このように、味覚教育、食材教育、料理教育という三本柱に当てはめた授業が日本料理アカデミーの基本となっています。 

酢物 蟹身の菊花寄せ
蟹身の赤に鮮やかな菊の花が寄せてある、柔らかな酸味の酢物です。

21代目の味を確立する

本来、食事というのは家族でお喋りをしながら食べるということが大事だと私は思っています。栄養や塩分摂取量といった健康に気を使うこともある程度は必要なことかもしれませんが、美味しく楽しく食事をすることが何よりも大切なことだと思います。

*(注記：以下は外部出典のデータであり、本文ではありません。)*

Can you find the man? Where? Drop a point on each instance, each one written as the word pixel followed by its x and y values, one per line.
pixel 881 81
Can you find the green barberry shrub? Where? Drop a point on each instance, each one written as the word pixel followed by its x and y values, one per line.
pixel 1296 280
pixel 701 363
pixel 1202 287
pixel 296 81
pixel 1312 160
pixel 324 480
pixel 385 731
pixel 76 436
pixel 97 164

現代は核家族化が進み、一人でご飯を食べる子どもが多くなってしまったことで、家庭で当たり前のようになされていた教育を誰かがしなければならなくなったように思います。ですから、私たちが今教えている子ども達が大人になったとき、自分の子どもや孫に今学んでいることを伝えていってくれたらという思いで活動しています。

この活動を通してもっと沢山の子どもに伝えることが出来ればいいのですが、私たちが授業に行けるのは京都市180校中、年に15校という現状です。そのため、民間から募集して、私たちの代わりに教壇に立ってくれる食育指導員を育てるという取組みも平行して行なっています。

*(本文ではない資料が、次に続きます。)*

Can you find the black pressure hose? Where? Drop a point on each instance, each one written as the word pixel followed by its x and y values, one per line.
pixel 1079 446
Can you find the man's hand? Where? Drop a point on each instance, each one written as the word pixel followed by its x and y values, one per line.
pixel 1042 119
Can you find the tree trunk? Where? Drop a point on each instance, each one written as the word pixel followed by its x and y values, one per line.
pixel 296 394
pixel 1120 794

今、このような食育の仕事に携わっていて思うのは、日本人が自国のことを知らな過ぎるのではないかということです。海外の方に自国の歴史や文化、考え方を聞くとしっかりと答えてくれる方が多いのですが、日本人は答えられる人が少ないように感じています。 もっと日本人が日本のことに対して学ぶ機会が増え、関心を持ち、そして誇りを持てるような国であればと思います。自国のことに自信を持って説明できる日本人であってほしいと思っています。

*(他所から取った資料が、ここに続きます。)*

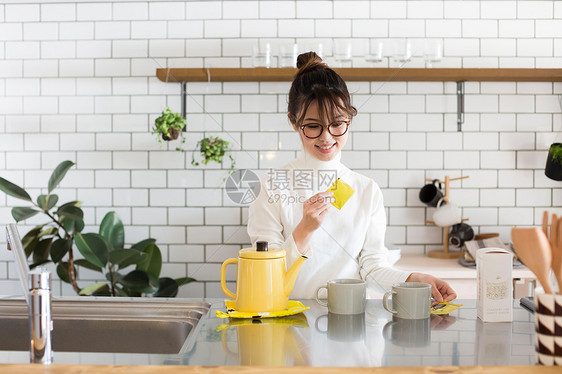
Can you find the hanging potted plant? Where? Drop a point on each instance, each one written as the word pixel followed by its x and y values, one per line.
pixel 214 149
pixel 169 126
pixel 553 168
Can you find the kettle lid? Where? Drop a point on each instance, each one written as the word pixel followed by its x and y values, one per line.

そのような思いもあって、現在はユネスコの世界無形文化遺産の登録に向けた活動を行ったり、小学校の教育委員会にはカリキュラムとして1年生から6年生まで食育の時間を作ってほしいというお願いをしたりしています。

水物 いちじく、ぶどう、オレンジ、ワインジュレ、ミント
季節の瑞々しい果物を白ワインのジュレでまとめた、華やかで爽やかなデザートです。

今、小学校の各教科には食に関することが散りばめられていますが、子どもたちの頭の中では繋がっていないと思います。 例えば、国語で大豆の登場する物語があり、社会で大豆を生産している地域が出てきて、理科では大豆の生長を観察し、家庭科で大豆の料理を作る。そうではなく、すべてを食育という時間に集約させて、食に関する一貫した流れの中で日本文化としてのおもてなしの心や作法、道徳についても6年間を通して学んでもらうということが出来ればと思っています。

日本では様々な国の料理を食べることが出来ます。給食も和洋折衷になっています。出来れば、給食の中で日本の伝統的な食事スタイルを知ってもらい、先生も給食の時間に子ども達と一緒に食べながら、色んなことを教えていけば良いのではないかと思います。 本当に残して守って行かなければならないのは、日本に古くからある地域の食文化だということを忘れてはいけないと思います。そのために、子ども達への食の教育は大変重要なことですから、これからも京都から日本全国へ、そして世界に広がるような活動を続けて行きたいと思っています。